Do you need very expensive equipment?
Yes and no. Certain elements can be cheaper and certain need to be the best you can afford. Ironically the telescope its self is the cheapest component in my setup and a fraction of the cost of all the equipment. On the other hand the mount (the device that rotates and counters the earths movement, keeping the target at the same place on the imaging sensor) needs to be highly accurate and reliable. You can always fix poor telescope imaging quality with software, but inaccurate tracking of the target will result in bad pictures, no matter how expensive the telescope and camera is. Assuming you are willing to spend your nights in an open field in the cold, setting up the telescope every time and sourcing the devices from used market places, you can start with 1000 CHF or equivalent.
Why do you need so many pictures / frames to complete one image?

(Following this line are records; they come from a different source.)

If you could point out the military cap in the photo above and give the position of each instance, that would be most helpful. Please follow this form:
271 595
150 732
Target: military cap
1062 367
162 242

As we’re making pictures of very dim objects, and random universe noise, solar flares and many other issues can cause individual pixels (mostly hundreds per picture) to become ‘bad’. Larger disturbances like airplanes or satellites can cause ‘trails’ which ruin a single frame, but in the larger context of an image are no problem at all. With specialised software these pictures are perfectly aligned and then stacked. Mathematical rejection algorithms sort every pixel by their value ranges, reject outliers, calculate averages and medians and therefore only consider the best pixels of each frame before averaging them. Having between 20 and 30 frames is ideal and reduces noise significantly.